I feel so seen lol. I work in data engineering and the first paragraph is me all the time. There are a lot of cool technologies (timeseries databases, vector databases, stuff like Synapse on Azure, "lakehouses" etc.) but they are mostly for edge cases.
I'm not saying they're useless, but if I see something like that lying around, it's more likely that someone put it there based on vibes rather than an actual engineering need. Postgres is good enough for OpenAI, chances are it's good enough for you.
> Should You Use Postgres? Most of the time - yes. You should always default to Postgres until the constraints prove you wrong.
Kafka, GraphQL... These are the two technology's where my first question is always this: Does the person who championed/lead this project still work here?
The answer is almost always "no, they got a new job after we launched".
Resume Architecture is a real thing. Meanwhile the people left behind have to deal with a monster...
This is a well written addition to the list of articles I need to reference on occasion to keep myself from using something new.
Postgres really is a startup's best friend most of the time. Building a new product that's going to deal with a good bit of reporting that I began to look at OLAP DBs for, but had hesitation to leave PG for it. This kind of seals it for me (and of course the reference to the class "Just Use Postgres for Everything" post helps) that I should Just Use Postgres (R).
On top of being easy to host and already being familiar with it, the resources out there for something like PG are near endless. Plus the team working on it is doing constant good work to make it even more impressive.
You have to be careful with the approach of using Postgres for everything. The way it locks tables and rows and the serialization levels it guarantees are not immediately obvious to a lot of folks and can become a serious bottle-neck for performance-sensitive workloads.
I've been a happy Postgres user for several decades. Postgres can do a lot! But like anything, don't rely on maxims to do your engineering for you.
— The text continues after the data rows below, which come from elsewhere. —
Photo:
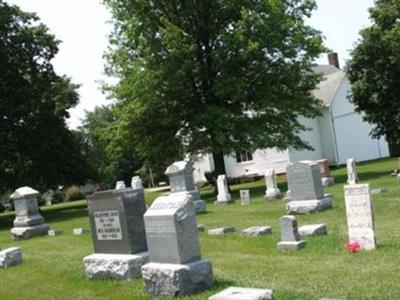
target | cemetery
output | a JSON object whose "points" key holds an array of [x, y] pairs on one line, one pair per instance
{"points": [[260, 250]]}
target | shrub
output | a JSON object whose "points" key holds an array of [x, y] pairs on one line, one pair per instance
{"points": [[74, 193]]}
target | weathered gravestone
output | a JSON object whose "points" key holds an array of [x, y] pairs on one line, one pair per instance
{"points": [[352, 176], [175, 267], [290, 238], [223, 196], [28, 222], [306, 191], [119, 239], [359, 214], [244, 197], [180, 175], [272, 191], [136, 183]]}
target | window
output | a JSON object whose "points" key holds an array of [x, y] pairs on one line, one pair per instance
{"points": [[244, 156]]}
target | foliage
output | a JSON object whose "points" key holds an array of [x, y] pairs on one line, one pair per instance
{"points": [[110, 156], [374, 72], [36, 147], [212, 76]]}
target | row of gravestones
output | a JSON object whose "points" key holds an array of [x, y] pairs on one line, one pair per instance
{"points": [[123, 230]]}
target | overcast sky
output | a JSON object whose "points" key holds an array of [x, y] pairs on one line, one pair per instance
{"points": [[82, 27]]}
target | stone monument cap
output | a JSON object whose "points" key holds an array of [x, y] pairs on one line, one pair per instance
{"points": [[23, 192]]}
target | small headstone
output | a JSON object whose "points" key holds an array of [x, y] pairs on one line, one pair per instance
{"points": [[28, 222], [10, 257], [360, 215], [290, 238], [118, 234], [313, 229], [180, 175], [175, 267], [223, 194], [136, 183], [272, 191], [120, 185], [54, 232], [239, 293], [244, 197], [306, 191], [257, 231], [79, 231], [221, 230], [352, 176]]}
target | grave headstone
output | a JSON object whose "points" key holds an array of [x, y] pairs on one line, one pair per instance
{"points": [[290, 238], [359, 214], [272, 191], [352, 176], [175, 267], [118, 234], [240, 293], [306, 191], [136, 183], [224, 196], [120, 185], [28, 222], [244, 197], [180, 175]]}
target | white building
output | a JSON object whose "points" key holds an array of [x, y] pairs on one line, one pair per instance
{"points": [[337, 135]]}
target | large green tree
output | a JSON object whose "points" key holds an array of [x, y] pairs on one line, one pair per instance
{"points": [[36, 148], [374, 72], [213, 76]]}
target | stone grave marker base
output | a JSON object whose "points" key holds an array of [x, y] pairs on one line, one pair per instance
{"points": [[239, 293], [24, 233], [291, 245], [10, 257], [308, 206], [114, 266], [313, 229], [177, 279]]}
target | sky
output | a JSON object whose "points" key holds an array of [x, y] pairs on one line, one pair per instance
{"points": [[83, 27]]}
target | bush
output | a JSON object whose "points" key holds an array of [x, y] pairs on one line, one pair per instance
{"points": [[74, 193]]}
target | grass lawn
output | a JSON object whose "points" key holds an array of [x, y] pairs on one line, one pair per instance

Postgres doesnt scale into oblivion, but it can take some serious chunks of data once you start batching and making sure a every operation only touches single row with no transactions needed.
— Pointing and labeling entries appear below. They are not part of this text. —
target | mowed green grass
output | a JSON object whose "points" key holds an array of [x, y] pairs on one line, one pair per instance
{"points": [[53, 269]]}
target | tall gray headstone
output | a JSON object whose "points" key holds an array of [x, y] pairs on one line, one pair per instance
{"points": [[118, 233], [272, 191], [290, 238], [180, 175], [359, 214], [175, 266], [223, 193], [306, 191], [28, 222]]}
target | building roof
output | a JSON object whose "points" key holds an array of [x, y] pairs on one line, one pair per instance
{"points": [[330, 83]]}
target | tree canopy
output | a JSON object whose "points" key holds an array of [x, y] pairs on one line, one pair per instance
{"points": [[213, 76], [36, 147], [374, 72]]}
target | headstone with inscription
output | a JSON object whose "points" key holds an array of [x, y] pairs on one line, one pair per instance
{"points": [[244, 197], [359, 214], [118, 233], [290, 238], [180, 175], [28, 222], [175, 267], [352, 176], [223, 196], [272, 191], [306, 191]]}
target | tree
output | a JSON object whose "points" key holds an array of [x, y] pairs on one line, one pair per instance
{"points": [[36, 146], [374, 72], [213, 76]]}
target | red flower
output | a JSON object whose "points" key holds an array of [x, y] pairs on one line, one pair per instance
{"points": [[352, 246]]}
I wish postgres would add a durable queue like data structure. But trying to make a durable queue that can scale beyond what a simple redis instance can do starts to run into problems quickly.
True, but you have to have a really intensive workload to hit its limits; something in the order of tens of thousands writes per second; and even then, you can shard to a few instances. So yes, there is a limit - but in practice, not for most systems
I don't really like these simplifications. Like one group obviously isn't just dumb, they're doing things for reasons you maybe don't understand. I don't know enough about data science to make a call, but I'm guessing there were reasons to use Kafka due to current hardware limits or scalability concerns, and while the issues may not be as present today that doesn't mean they used Kafka just because they heard a new word and wanted to repeat it.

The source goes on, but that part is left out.